How To Keep Yourself From Bailing Out On Running
One of a runner's biggest challenges is maintaining momentum. Here's how to stay motivated to train.

How to Keep Yourself from Bailing Out on Running

Choose a Tempting Destination

I’m not always in the mood to exercise. Some days I have to convince myself. I might tempt myself by running to a place that I want to explore. If there’s a store I walked by a few days ago that looked cool, I’ll decide to make that my destination and run over so I can window shop. I might run up a hill to enjoy the sunrise, sunset, moon, or the city lights.

Make It Social

A lot of times, I like to go to a place where other people will be around. After a while, you start seeing the same people and say hello. I like to people watch, and it’s a positive message to see all kinds of people running, cycling, and exercising.

Have a Running Partner — or Two

What works best for me is to have a running partner and a regular, predictable schedule. That way, if you decide not to go you feel like you’re letting your running buddy down. It’s so much harder to let someone else down than to let yourself down. It actually works best to have a trio, because that way even if one person bails, that still leaves two of you to work out.

Reward Yourself at the End of the Run

Before you start running, choose a reward to give yourself when you get back. It could be your favorite energy bar or drink. I’ll reward myself after a longer run by buying myself a new shirt to run in.

Trick Yourself into Getting Out There

I’ll tell myself that I’m just going for 15 minutes. Of course once I’m out there, it’s much easier to keep going. The thing about running is that once you get into it, you start feeling better so you want to keep going. For me it’s a lot like skiing; it feels like a hassle when you think about getting suited up and the long lines you might encounter, but once you’re on the mountain you love it.

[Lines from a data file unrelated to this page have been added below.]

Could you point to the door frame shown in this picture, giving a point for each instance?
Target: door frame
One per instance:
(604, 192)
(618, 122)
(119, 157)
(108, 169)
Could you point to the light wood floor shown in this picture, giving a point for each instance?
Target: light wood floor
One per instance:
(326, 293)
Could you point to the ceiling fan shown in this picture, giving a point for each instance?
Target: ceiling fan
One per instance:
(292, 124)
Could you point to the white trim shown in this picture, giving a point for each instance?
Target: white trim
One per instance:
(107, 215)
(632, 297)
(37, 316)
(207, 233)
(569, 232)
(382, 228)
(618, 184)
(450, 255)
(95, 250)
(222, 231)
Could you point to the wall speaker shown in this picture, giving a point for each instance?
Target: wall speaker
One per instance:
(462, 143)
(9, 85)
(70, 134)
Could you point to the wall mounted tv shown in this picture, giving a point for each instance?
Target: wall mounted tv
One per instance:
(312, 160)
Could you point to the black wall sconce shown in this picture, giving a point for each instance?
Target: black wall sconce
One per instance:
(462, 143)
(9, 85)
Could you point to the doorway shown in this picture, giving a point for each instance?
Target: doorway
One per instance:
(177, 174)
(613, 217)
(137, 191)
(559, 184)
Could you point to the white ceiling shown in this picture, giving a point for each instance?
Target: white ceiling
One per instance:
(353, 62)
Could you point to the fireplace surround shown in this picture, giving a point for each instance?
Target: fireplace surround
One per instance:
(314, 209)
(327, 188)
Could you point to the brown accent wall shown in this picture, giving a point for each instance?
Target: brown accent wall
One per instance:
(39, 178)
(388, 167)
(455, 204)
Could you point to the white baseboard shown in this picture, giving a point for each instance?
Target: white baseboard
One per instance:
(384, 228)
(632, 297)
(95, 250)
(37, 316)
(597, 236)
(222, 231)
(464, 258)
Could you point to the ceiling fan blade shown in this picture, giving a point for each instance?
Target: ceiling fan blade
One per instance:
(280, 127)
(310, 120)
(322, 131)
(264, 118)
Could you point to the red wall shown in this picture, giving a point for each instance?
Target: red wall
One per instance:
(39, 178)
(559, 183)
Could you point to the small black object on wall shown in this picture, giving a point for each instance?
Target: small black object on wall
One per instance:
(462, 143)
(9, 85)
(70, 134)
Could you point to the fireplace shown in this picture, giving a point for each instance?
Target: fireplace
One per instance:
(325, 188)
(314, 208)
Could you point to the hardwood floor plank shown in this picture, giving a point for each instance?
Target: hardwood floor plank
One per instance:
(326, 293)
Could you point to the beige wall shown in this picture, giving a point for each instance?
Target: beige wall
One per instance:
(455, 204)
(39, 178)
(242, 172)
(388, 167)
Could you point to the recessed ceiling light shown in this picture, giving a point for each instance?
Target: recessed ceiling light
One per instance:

Brian Soo, Physical Therapist

Brian Soo is a senior physical therapist at the Kaiser Permanente San Francisco Medical Center who works inpatient, outpatient, and in sports medicine.  A recreational runner for many years, Brian also bicycles, plays racquetball, and most importantly, paddles on a 20-person Dragon Boat team that competes internationally and practices three times a week. He also enjoys active video games and believes they can be an excellent complement to an overall fitness regime.